You may remember the story from several days back, regarding a new policy for schools in Springfield, Illinois. Over the weekend, the diocese posted a responseto the article in question, published in the Springfield newspaper:
First, it is important to state that the Catholic Church invites all people to an encounter with Jesus Christ and the truths he teaches about our identity as children of God and the moral standards living this identity demands. We do not “target non-Catholics,” nor do we seek to exclude anyone. This is true of our parishes, as well as our schools.
Indeed, many of these teachings are difficult, but the church did not invent them — Jesus revealed them. They are found clearly in sacred scripture, and the church is the servant to these truths, not the author.
Secondly, our school policy merely states openly and clearly that our schools will teach the fullness of revealed truth about God and the demands of Christian life. We believe that parents are the first teachers of faith to their children. When we partner with a parent in the education and formation of their child it is only fair that parents understand they are engaging in an education inclusive of this teaching.
The heart of the Family School Agreement is in this paragraph:
“As parents we ask parish to help us provide our child(ren) with a Catholic education.
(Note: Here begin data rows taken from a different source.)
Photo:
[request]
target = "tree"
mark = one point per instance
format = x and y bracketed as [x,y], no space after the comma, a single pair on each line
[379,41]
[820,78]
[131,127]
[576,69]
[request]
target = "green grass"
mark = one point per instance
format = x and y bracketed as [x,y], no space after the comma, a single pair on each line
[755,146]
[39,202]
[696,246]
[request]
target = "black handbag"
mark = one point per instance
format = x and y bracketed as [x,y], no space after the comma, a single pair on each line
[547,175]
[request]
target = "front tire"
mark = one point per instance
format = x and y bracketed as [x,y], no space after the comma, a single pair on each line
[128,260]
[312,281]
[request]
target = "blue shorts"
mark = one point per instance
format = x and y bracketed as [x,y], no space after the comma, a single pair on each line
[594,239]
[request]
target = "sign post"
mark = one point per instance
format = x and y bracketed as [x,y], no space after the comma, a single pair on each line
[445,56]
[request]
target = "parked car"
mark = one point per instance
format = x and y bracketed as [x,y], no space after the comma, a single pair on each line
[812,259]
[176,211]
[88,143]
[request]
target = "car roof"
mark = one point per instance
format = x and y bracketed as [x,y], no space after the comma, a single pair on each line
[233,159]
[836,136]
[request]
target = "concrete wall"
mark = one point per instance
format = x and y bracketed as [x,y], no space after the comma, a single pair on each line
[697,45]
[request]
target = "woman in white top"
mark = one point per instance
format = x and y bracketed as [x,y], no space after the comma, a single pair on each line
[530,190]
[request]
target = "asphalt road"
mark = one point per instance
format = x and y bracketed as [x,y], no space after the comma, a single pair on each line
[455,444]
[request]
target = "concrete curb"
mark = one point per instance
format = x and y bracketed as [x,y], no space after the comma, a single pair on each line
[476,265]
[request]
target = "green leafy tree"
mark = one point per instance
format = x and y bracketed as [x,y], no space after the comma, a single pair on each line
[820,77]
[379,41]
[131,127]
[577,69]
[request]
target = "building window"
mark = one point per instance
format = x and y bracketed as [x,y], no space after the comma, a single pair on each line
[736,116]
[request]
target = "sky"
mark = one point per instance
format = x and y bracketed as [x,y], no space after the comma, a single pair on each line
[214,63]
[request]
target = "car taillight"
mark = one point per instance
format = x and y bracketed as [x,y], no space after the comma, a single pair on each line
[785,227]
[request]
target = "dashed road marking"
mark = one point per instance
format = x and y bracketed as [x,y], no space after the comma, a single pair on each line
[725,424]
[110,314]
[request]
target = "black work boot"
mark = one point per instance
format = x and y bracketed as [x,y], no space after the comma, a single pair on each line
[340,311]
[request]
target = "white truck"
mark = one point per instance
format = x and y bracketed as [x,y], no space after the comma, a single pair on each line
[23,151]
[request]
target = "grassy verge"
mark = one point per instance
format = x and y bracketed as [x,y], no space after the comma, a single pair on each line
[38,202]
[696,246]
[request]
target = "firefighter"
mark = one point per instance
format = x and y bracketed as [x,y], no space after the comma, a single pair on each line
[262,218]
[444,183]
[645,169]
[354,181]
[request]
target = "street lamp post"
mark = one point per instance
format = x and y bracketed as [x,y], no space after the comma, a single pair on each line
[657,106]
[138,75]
We understand and agree that our child(ren) will be taught the teachings of the Catholic Church in their fullness even if we are living a way of life that is contrary to those teachings. We also understand that if we do not live in accord with Church teaching, we are expected to discuss with the pastor of our Catholic parish ways in which we could. We further accept a commitment to the stewardship way of life as practiced in our parish. We pledge our full cooperation with the school and parish to prepare our child(ren) to be a disciple of Jesus Christ. We will make every effort to supervise our child(ren)’s commitment to this agreement.”
The policy does not, as was suggested, demand that school parents live these teachings perfectly. We are all imperfect, and the role of our parishes and schools is to help adults and children alike grow in virtue and enjoy the grace of the sacraments as an aid to strive for perfect living. Jesus himself said, “I did not come to call the righteous but sinners” (Mark 2:17).